Islet amyloid polypeptide fibril catalyzes amyloid-β aggregation by promoting fibril nucleation rather than direct axial growth

Aberrant aggregation of amyloid-beta (A beta) and islet amyloid polypeptide (IAPP) into amyloid fibrils underlies the pathogenesis of Alzheimer's disease (AD) and type 2 diabetes (T2D), respectively. T2D significantly increases AD risk, with evidence suggesting that IAPP and A beta co-aggregation and cross-seeding might contribute to the crosstalk between two diseases. Experimentally, preformed IAPP fibril seeds can accelerate A beta aggregation, though the cross-seeding mechanism remains elusive. Here, we computationally demonstrated that A beta monomer preferred to bind to the elongation ends of preformed IAPP fibrils. However, due to sequence mismatch, the A beta monomer could not directly grow onto IAPP fibrils by forming multiple stable beta-sheets with the exposed IAPP peptides.

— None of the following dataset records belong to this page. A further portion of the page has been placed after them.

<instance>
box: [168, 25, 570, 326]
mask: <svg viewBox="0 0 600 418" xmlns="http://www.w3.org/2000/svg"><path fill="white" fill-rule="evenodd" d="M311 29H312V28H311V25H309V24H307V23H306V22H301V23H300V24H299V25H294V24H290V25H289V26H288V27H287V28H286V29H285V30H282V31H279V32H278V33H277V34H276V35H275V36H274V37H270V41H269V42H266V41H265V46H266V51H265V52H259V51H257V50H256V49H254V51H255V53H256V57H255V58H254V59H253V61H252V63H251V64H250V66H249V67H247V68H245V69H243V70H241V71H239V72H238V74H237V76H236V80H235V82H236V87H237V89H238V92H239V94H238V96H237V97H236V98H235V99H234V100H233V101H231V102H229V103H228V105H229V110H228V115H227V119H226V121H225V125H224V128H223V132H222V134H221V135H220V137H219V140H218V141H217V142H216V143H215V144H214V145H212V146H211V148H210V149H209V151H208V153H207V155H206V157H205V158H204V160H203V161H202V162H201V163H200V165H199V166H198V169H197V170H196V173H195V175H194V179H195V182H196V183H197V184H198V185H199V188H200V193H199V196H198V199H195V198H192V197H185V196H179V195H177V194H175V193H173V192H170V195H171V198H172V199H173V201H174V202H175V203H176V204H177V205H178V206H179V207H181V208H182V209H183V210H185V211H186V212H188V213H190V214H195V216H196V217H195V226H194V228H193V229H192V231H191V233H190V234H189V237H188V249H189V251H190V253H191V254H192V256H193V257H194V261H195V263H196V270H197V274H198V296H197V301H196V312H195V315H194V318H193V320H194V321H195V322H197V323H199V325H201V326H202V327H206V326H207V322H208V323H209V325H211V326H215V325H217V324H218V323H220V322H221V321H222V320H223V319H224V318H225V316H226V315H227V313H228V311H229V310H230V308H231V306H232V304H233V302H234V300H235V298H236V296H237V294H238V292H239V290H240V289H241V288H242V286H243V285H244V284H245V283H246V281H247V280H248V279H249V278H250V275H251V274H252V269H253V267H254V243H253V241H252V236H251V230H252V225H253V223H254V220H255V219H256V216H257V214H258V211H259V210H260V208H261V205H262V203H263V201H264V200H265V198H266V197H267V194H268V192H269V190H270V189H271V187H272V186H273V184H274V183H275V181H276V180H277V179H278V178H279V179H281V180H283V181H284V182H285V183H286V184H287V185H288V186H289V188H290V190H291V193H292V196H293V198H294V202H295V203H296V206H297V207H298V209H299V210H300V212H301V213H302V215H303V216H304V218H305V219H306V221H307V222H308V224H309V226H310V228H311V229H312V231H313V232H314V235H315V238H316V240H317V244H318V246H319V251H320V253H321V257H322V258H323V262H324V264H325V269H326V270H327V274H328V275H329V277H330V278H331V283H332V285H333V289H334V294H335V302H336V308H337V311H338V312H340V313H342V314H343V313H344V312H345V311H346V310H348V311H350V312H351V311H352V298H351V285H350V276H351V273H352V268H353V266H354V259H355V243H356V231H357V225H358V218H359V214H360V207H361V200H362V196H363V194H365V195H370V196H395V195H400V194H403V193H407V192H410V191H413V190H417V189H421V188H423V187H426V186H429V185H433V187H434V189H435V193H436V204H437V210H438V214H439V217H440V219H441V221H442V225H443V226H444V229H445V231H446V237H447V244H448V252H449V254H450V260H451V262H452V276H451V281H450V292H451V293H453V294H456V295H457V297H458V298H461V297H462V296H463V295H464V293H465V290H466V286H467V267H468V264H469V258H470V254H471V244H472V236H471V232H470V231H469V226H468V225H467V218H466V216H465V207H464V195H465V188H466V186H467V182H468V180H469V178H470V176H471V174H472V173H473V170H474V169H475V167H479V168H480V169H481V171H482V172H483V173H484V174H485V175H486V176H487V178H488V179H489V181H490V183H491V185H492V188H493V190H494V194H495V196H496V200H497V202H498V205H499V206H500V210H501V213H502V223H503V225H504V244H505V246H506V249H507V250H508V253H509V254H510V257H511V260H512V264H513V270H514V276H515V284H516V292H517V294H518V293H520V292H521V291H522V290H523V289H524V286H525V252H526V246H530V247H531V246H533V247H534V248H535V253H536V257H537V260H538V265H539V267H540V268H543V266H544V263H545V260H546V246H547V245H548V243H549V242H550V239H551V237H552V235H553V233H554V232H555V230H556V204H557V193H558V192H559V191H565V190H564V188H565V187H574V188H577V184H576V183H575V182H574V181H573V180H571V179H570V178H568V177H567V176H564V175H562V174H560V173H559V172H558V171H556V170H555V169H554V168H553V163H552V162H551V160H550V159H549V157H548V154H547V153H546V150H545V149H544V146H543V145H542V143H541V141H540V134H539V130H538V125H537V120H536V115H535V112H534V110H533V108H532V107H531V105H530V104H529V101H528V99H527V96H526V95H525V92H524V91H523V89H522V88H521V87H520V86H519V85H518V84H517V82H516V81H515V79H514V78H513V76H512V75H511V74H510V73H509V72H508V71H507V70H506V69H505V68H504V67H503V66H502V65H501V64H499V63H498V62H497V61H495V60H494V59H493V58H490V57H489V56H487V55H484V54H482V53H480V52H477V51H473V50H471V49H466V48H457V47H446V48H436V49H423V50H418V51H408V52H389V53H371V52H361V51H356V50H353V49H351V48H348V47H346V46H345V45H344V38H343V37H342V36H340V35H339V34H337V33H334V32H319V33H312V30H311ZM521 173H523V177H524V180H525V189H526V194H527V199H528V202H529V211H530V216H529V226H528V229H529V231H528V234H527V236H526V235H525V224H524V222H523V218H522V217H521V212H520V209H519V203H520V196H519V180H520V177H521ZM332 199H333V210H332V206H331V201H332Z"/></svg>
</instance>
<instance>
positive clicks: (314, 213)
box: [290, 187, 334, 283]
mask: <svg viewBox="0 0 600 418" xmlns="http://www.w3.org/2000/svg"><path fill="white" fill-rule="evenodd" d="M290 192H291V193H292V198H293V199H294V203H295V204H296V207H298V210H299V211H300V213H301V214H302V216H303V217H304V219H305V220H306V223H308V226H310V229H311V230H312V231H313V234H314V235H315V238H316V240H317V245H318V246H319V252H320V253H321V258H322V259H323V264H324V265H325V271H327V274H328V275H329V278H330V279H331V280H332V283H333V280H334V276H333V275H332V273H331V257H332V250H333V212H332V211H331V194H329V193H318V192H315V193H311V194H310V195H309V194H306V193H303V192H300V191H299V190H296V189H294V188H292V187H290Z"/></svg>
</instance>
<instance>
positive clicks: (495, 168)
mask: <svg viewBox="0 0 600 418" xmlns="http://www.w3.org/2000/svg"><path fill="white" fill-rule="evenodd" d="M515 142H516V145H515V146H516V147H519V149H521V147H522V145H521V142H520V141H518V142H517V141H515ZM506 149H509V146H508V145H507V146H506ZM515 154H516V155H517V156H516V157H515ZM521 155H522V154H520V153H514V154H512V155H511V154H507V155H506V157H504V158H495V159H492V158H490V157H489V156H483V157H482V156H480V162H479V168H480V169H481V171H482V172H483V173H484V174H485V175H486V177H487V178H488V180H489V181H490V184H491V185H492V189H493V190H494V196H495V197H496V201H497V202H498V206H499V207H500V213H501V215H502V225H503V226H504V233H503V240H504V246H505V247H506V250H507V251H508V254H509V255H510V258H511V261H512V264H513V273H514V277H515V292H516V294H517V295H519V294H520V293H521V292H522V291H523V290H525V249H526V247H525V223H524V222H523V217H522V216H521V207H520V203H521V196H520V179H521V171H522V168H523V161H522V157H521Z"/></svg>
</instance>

Conversely, in our control simulations of self-seeding, the A beta monomer could axially grow on the A beta fibril, forming parallel in-register beta-sheets. Additionally, we showed that the IAPP fibril could catalyze A beta fibril nucleation by promoting the formation of parallel in-register beta-sheets in the C-terminus between bound A beta peptides. This study enhances our understanding of the molecular interplay between A beta and IAPP, shedding light on the cross-seeding mechanisms potentially linking T2D and AD. Our findings also underscore the importance of clearing IAPP deposits in T2D patients to mitigate AD risk.